E ora, come sdebitarmi? Gli offro dei soldi che rifiuta. —” In montagna tutti ci aiutiamo, questo sono sicuro lo sai e lo fai anche tu, anche se sei un cittadino. Vedo che vai a caccia con il cane alla piuma: Sono contento che così non mi prendi i miei camosci”

Mi viene in mente di dirgli che è un po’ di volte che vedo un grosso becco dove stanno i forcelli, che magari lui non pensa di cercare proprio lì.- “Bravo, – mi dice-, aspettami. Prendo lo schioppo e vengo con te, così mi fai vedere dove sta quel bastardo che è un anno che lo cerco.”

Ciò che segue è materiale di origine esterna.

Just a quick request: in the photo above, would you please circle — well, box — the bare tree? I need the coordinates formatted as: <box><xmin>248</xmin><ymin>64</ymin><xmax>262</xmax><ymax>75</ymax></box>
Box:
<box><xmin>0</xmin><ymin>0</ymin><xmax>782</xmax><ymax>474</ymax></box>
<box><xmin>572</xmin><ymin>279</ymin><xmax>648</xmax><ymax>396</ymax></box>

… Via partiamo. Come incomincia il bosco indico a Secondino il canalino dove vedo sempre scappare il camoscio quando con Kira batto un costone in cerca di forcelli. Aspetto mezz’ora per dargli tempo di appostarsi e comincio a scarpinare dietro alla pointer. Nel posto giusto sotto un salto di roccia Kira mi va presto in ferma e come mi avvicino parte il camoscio a grandi falcate e mi alza anche il gallo che butto giù di traversone. Vorrei gridare a Secondino, ma so che il mio colpo l’ha di sicuro messo in allarme. Infatti, poco dopo sento il rimbombo del suo moschettone e quando mi dirigo dove sta Secondino lo trovo intento a sventrare il becco. Una stretta di mano. Una foto ricordo. Sono due grandi vecchi, signori della montagna.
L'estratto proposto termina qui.